Young uses the communication stones to contact Earth while everyone else works on the problem. David Telford (Lou Diamond Phillips) switches places with him, and is dismayed at Young's apparent mishandling of the situation, seeking to have him replaced. Young returns after speaking with his wife, cutting Telford off in the middle of an attempt to relieve Young of duty.

The crew then learn that the ship dropped out of faster-than-light travel just outside a system with several potentially habitable planets, and has plotted a course that will use a nearby gas giant to slingshot itself deeper into the system. The episode ends with Rush's and Lieutenant Scott's (Brian J. Smith) realization that the Destiny is on course to fly into the star.

==Production==
The episode was originally titled "Fire" and was a single stand alone episode, however producers decided to make it into a two-part episode as the original story took it 20 minutes over the episodes time frame.
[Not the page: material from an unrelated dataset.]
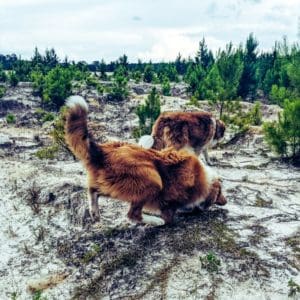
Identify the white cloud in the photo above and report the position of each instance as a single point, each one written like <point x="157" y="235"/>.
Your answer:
<point x="156" y="30"/>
The episode was shot at both The Bridge Studios on stages 2 and 4 (Destiny set), whilst the Earth scenes were shot out of studio and feature Ona Grauer as Emily Young, Everett Young's wife.

==Reception==
"Darkness" gathered a total of 2.099 million live viewers, making it the second most-watched program on Syfy, behind Ghost Hunters. The episode dropped 14% from previous episode, "Air (Part 3)". On Sky1 in the United Kingdom the episode was watched by 635 thousand viewers in total.

Rob Vaux of Mania.com reacted negatively towards the episode, saying "Universe emphasizes the struggle to survive out in the depths of space, but ship breakdowns and unexpected course corrections into the heart of a sun are already wearing out their welcome". Carl England of Den of Geek was far more positive, praising the visual effects and writing his desire to see the conclusion; "I am highly impressed with this week's installment, and am impatiently awaiting the arrival of episode five, which should, hopefully, prove to be as remarkable as this week's, if not more so". IGN's Ramsey Isler said the series started to feel like "crisis of the week show that oftentimes lacks any real sense of urgency". Negative towards writing of the episode, Isler said "This could have possibly been a chance to inject a little horror-style storytelling into the series, but instead we get nothing more than constant bickering mixed with some very depressed characters and slow pacing". The episode was given 7.4 out of 10. Jane Boursaw from TV Squad was positive towards the episode, saying it reminded her of the now canceled American science fiction series, Firefly.